When flying a 777-300ER at MTOW, the aircraft reached FL370, without step climbing, without issues before stalling. So using IF-A’s VNAV with a VS of 5000.
The flight level that can be reached without issues could differ of course because of weather conditions and if the aircraft is banking a lot.
Again, these are extreme situations and this feature is not meant to be used like this.
Thanks for the responses.
So it’s not a good idea to leave IF-A step climbing while I’m AFK during an all-night long-haul?
I think it’s probably fine, but you should make sure each step is not extreme at all and you’ll want to double or triple check your numbers. 😬 It’s kind of like a real autopilot: theoretically there should always be someone there to monitor it 🙈
Okay great thanks. Just to clarify, does the climb only start for a waypoint once it’s actually on the actual waypoint leg?
Correct, it does - again, it’s intended as a super simple system to make longer flights easier.
I love the VNAV! In fact I’m using it right now! I think it would be cool if there were an option to set the vertical speed.
Do you mean that instead of the VS being calculated automatically, you could just set it yourself?
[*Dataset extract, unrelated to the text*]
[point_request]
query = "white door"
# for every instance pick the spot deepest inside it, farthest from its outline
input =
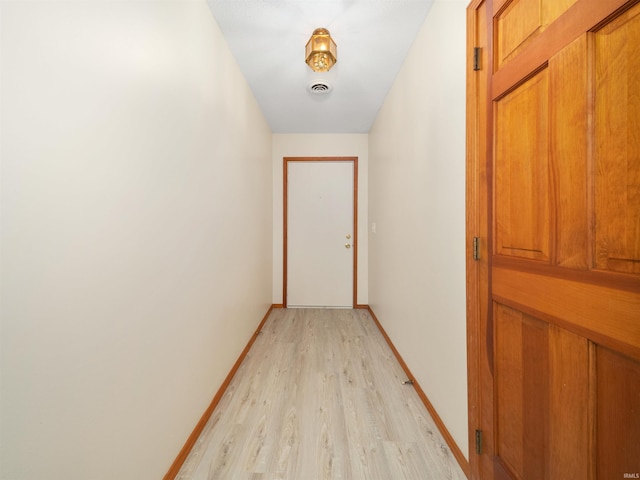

Wouldn’t that potentially create issues with reaching the desired altitude for the next waypoint?
What would be the benefits?
You could actually achieve that by not entering the Altitude for a certain waypoint. That way VS can be overridden by the Autopilot during that leg.
You could do that any time by the way, by just deleting the altitude that has been set.
When used when the Top of Climb is not actually a waypoint, you could use SimBrief to get the coordinates and use those in the flight plan.
Made a short video showing off a few of the RAAS callouts.
Fixed the last few issues Jan found and am about to submit to Apple!